Income to be slashed by 50% for new Pensioners

New pensioners warned that retirement will slash their income by up to 50%

Many underestimate how long they’ll live and how much cash they’ll need
Lack of savings and low interest rates on annuities compounding problem
Londoners will lose 48% of income, average Briton will suffer drop of 39%
Most will see their annual income drop from £19,000 to £11,600

PUBLISHED: 09:12, 5 June 2013 | UPDATED: 09:44, 5 June 2013

Britons can expect their income to be slashed by up to 50 per cent when they hit retirement, with the majority having to live on less than £12,000 a year, it was revealed today.

Experts have warned that people who choose to rely on pension pay-outs to survive are ‘likely to suffer a nasty shock’ when they stop work.

This is because too many underestimate how long they are going to live for and how much cash they will need to live on.

Official figures from HM Revenue and Customs show that while the average UK worker earns £19,000, this will drop 39 per cent to £11,600 when they start claiming their state pension and a private pension if they have one.

Londoners will be worst hit with their income falling 48 per cent from £19,900 to £11,900, followed by those living in the Home Counties who face losing between 42 and 45 per cent a year.

Those living in the East of England will suffer a 40 per cent drop on average.

But Dorset residents are considered the best off, as their income will only drop by 29 per cent, as they earn a lower average wage while working.

Tom McPhail, a pensions expert at IFA Hargreaves Lansdown, said: ‘Typically, they (Britons) start too late, save too little and expect too much.
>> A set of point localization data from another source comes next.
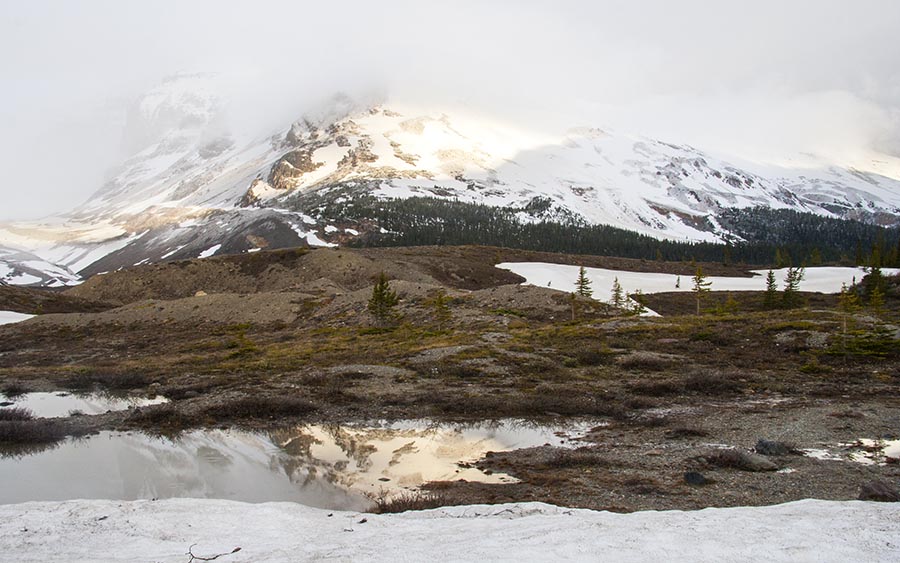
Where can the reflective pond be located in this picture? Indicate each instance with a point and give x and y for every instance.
(326, 466)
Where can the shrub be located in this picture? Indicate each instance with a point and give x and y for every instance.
(408, 500)
(261, 407)
(16, 413)
(33, 431)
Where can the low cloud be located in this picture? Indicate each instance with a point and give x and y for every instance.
(762, 80)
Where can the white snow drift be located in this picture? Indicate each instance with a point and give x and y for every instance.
(562, 277)
(108, 531)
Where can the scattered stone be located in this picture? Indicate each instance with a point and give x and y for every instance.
(695, 478)
(879, 491)
(774, 447)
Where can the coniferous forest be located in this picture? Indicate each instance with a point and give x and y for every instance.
(770, 237)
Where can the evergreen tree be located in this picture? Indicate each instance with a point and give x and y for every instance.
(792, 279)
(637, 308)
(383, 301)
(618, 295)
(701, 286)
(876, 299)
(583, 284)
(770, 298)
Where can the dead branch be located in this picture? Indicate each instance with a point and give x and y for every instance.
(195, 557)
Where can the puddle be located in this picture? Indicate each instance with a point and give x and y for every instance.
(48, 405)
(865, 451)
(331, 466)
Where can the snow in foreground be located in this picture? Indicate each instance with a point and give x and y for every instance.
(9, 317)
(164, 531)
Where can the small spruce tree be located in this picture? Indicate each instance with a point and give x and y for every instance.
(383, 301)
(583, 284)
(701, 286)
(792, 279)
(618, 295)
(637, 308)
(770, 298)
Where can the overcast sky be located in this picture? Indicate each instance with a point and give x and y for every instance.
(757, 79)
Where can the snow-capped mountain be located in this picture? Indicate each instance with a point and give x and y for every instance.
(193, 188)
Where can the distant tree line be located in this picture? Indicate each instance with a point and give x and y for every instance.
(779, 237)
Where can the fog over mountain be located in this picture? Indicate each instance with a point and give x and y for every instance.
(760, 81)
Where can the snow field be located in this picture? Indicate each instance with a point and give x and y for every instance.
(108, 531)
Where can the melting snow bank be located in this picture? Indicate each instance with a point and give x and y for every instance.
(9, 317)
(824, 279)
(809, 530)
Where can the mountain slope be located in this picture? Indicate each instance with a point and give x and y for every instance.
(192, 188)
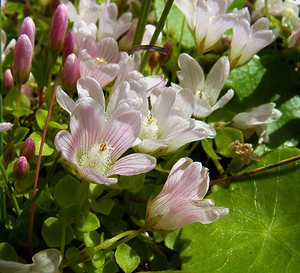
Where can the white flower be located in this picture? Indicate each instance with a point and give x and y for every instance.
(181, 200)
(256, 120)
(247, 41)
(45, 261)
(94, 145)
(206, 91)
(165, 128)
(207, 20)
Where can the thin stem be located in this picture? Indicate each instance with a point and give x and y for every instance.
(145, 9)
(158, 29)
(38, 164)
(9, 190)
(226, 180)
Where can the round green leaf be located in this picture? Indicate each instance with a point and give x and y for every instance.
(127, 258)
(225, 137)
(52, 229)
(261, 232)
(65, 190)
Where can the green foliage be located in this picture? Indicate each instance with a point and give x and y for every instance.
(127, 258)
(262, 229)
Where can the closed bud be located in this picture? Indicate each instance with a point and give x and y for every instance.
(22, 59)
(28, 28)
(69, 44)
(58, 28)
(28, 149)
(21, 168)
(164, 58)
(71, 72)
(8, 80)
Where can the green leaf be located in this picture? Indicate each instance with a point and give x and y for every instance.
(174, 23)
(52, 230)
(225, 137)
(7, 252)
(261, 232)
(65, 191)
(47, 150)
(103, 206)
(127, 258)
(20, 134)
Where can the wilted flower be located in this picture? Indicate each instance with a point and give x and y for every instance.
(22, 59)
(207, 20)
(181, 200)
(45, 261)
(206, 91)
(256, 120)
(247, 41)
(95, 145)
(5, 126)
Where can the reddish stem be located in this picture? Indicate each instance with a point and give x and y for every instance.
(38, 164)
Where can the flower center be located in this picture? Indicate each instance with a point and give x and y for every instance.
(100, 60)
(98, 158)
(149, 128)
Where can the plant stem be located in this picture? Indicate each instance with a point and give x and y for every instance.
(9, 191)
(38, 164)
(227, 179)
(145, 9)
(158, 29)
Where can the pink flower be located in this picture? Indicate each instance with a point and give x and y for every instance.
(181, 200)
(95, 145)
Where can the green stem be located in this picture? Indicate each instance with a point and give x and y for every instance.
(9, 190)
(145, 9)
(158, 29)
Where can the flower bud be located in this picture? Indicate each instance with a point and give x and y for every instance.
(28, 149)
(21, 168)
(71, 72)
(69, 44)
(8, 80)
(22, 59)
(164, 58)
(58, 28)
(28, 28)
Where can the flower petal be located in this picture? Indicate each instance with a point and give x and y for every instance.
(133, 164)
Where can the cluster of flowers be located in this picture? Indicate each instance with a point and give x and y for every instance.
(144, 113)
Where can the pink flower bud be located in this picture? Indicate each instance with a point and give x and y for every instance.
(58, 28)
(22, 59)
(8, 80)
(28, 149)
(69, 44)
(21, 168)
(28, 28)
(71, 72)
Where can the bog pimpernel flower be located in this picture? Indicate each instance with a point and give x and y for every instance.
(255, 120)
(206, 91)
(95, 146)
(181, 200)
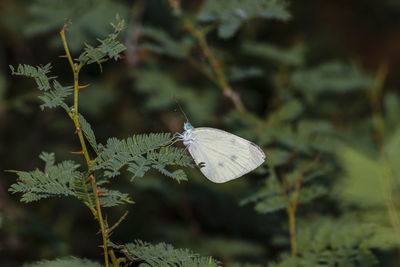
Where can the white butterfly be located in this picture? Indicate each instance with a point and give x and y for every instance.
(221, 156)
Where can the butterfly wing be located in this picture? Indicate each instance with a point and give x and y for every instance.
(223, 156)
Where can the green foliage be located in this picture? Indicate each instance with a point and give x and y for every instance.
(109, 48)
(54, 180)
(231, 14)
(90, 19)
(38, 73)
(330, 77)
(160, 42)
(89, 134)
(62, 179)
(162, 91)
(293, 56)
(140, 153)
(54, 94)
(67, 262)
(331, 243)
(164, 255)
(276, 195)
(55, 97)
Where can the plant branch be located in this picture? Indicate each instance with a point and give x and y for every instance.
(74, 116)
(292, 206)
(222, 80)
(379, 131)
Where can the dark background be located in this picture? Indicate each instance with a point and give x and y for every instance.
(136, 95)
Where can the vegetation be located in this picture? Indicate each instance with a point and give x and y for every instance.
(325, 196)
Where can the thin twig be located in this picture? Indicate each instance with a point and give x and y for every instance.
(75, 117)
(221, 78)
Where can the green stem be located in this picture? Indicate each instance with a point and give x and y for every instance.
(75, 117)
(222, 81)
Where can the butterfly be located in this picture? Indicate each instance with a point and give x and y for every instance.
(221, 156)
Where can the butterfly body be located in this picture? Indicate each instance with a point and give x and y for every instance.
(222, 156)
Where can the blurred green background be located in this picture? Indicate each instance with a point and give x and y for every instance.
(316, 78)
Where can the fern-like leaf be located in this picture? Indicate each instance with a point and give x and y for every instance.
(331, 243)
(89, 134)
(231, 14)
(37, 73)
(70, 261)
(109, 48)
(56, 96)
(140, 153)
(55, 180)
(164, 254)
(111, 198)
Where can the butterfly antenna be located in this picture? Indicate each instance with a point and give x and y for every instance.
(184, 114)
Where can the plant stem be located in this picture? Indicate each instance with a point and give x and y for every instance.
(75, 117)
(387, 178)
(222, 81)
(292, 206)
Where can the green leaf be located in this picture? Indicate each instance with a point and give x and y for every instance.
(162, 43)
(331, 77)
(139, 153)
(55, 97)
(362, 183)
(66, 262)
(89, 134)
(109, 48)
(90, 20)
(111, 198)
(231, 14)
(164, 255)
(38, 73)
(293, 56)
(56, 180)
(287, 112)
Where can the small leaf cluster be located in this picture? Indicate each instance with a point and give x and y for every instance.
(331, 243)
(163, 254)
(64, 262)
(140, 153)
(231, 14)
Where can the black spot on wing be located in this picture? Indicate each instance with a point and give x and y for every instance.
(201, 165)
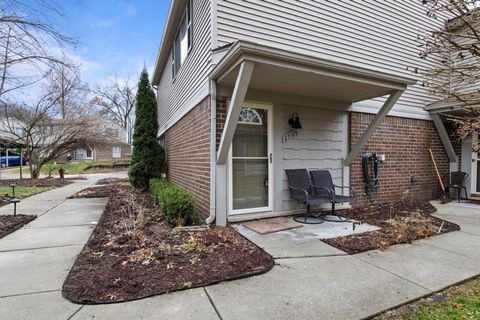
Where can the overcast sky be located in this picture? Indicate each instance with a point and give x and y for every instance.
(115, 36)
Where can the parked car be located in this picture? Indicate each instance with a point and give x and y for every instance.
(13, 160)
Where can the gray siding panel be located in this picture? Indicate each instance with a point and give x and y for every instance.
(174, 95)
(380, 35)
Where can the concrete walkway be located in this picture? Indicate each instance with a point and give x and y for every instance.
(35, 260)
(310, 281)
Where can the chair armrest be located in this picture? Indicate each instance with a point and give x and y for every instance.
(299, 189)
(351, 189)
(331, 193)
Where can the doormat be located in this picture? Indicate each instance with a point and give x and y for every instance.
(266, 226)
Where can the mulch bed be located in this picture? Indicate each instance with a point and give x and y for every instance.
(46, 182)
(133, 253)
(9, 224)
(401, 222)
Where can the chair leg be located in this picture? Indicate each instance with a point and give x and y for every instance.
(333, 213)
(305, 218)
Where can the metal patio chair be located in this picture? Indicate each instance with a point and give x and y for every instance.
(323, 179)
(302, 191)
(456, 181)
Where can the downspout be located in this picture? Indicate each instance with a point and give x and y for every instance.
(213, 151)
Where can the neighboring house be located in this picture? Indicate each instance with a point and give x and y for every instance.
(116, 146)
(230, 75)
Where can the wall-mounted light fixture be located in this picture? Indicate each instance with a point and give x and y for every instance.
(294, 121)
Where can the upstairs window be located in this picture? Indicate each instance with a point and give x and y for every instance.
(110, 132)
(116, 152)
(182, 43)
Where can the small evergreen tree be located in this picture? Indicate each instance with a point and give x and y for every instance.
(148, 157)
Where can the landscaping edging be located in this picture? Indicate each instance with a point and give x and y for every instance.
(23, 219)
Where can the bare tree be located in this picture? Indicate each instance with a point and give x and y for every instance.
(454, 51)
(27, 35)
(72, 92)
(47, 129)
(117, 101)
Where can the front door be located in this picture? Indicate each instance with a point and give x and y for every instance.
(475, 163)
(251, 161)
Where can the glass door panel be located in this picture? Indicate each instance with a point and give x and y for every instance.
(250, 160)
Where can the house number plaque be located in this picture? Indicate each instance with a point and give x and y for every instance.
(289, 136)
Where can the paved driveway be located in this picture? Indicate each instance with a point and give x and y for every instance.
(311, 280)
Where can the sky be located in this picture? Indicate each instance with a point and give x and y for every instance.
(114, 36)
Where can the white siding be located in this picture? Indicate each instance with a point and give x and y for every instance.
(174, 96)
(380, 35)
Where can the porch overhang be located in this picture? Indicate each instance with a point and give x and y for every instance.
(248, 66)
(439, 110)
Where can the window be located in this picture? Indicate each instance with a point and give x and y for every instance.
(117, 152)
(113, 133)
(183, 40)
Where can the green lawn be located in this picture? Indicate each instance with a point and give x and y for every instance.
(70, 168)
(23, 192)
(461, 302)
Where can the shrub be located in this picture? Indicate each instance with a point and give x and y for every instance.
(148, 157)
(177, 205)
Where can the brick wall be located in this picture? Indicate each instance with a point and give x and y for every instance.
(405, 143)
(187, 145)
(221, 117)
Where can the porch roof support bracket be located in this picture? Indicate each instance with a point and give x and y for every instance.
(382, 113)
(236, 104)
(442, 132)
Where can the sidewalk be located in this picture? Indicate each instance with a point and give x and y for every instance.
(35, 260)
(310, 281)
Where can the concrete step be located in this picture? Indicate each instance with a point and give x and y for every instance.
(475, 196)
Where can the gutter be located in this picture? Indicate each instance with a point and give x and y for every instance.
(213, 151)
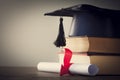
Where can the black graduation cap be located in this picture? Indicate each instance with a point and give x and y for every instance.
(91, 21)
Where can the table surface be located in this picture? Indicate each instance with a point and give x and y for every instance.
(31, 73)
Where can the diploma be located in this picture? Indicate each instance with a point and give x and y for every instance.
(77, 68)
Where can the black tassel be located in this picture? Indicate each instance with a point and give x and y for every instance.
(60, 41)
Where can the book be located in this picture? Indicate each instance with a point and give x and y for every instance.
(77, 57)
(93, 44)
(108, 65)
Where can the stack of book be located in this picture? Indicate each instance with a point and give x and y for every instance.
(103, 52)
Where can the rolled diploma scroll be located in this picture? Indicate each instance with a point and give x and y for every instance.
(84, 69)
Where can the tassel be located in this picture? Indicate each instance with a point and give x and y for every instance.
(60, 41)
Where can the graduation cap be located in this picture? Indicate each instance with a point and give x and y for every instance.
(88, 20)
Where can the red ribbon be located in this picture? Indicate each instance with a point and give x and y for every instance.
(66, 62)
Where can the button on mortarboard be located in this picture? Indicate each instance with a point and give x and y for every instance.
(91, 20)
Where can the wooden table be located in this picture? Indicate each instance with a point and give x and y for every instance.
(31, 73)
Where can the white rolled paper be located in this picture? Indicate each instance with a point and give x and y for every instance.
(84, 69)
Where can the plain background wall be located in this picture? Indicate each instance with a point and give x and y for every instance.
(27, 36)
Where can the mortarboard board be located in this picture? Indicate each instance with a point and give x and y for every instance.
(89, 20)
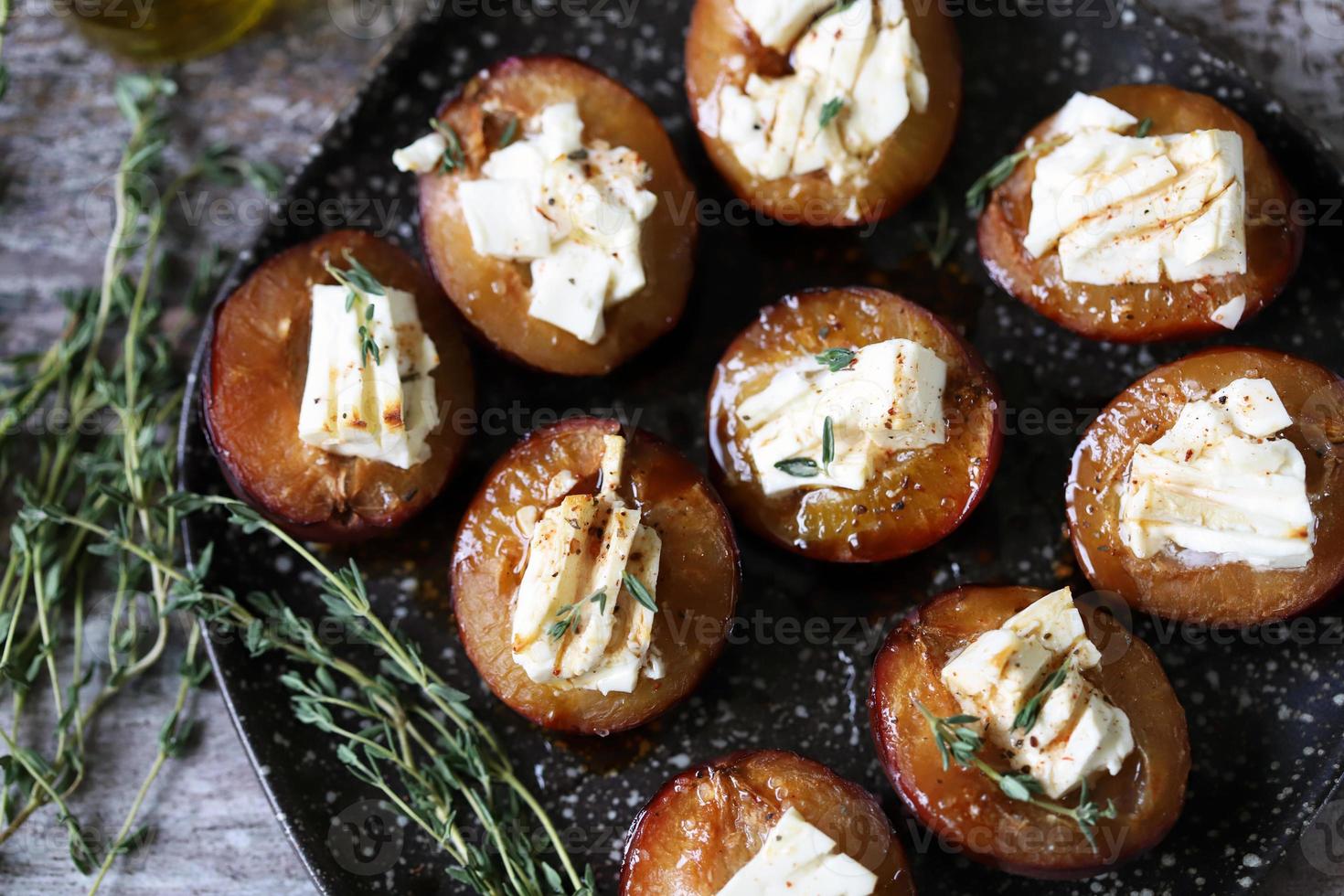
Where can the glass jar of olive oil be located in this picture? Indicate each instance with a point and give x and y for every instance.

Linking projected post-retirement income to current earnings makes sense as it helps to plan that transition from work to retirement.

‘Everyone should take the time to find out how much is bring paid into their retirement savings, what kind of income it might produce and when they can expect to retire. A comfortable retirement won’t happen by accident.’

The problem is that not enough Britons have savings and there are rock-bottom interest rates on annuities – the guaranteed income individuals buy from a pension pot.

As well as falling interest rates, poor stock market investment returns and greater life expectancy have also seriously devalued annuities over the past few decades.

In the early Nineties someone with a £100,000 pension pot might have retired on an annual income of £18,000. Today the same savings would give an annual income of nearer £6,000.

Partnership, a leading British annuity provider, has provided the analysis of HMRC’s data, from 2010/2011.
Andrew Megson, managing director of retirement at Partnership, said: ‘While people in retirement are likely to have fewer outgoings, it is still hard to imagine that anyone would not feel the pinch if they lost a third of their income overnight.

‘Even if their pension is topped up by income from savings and investments, or part-time work, it is still likely to be quite a shock.’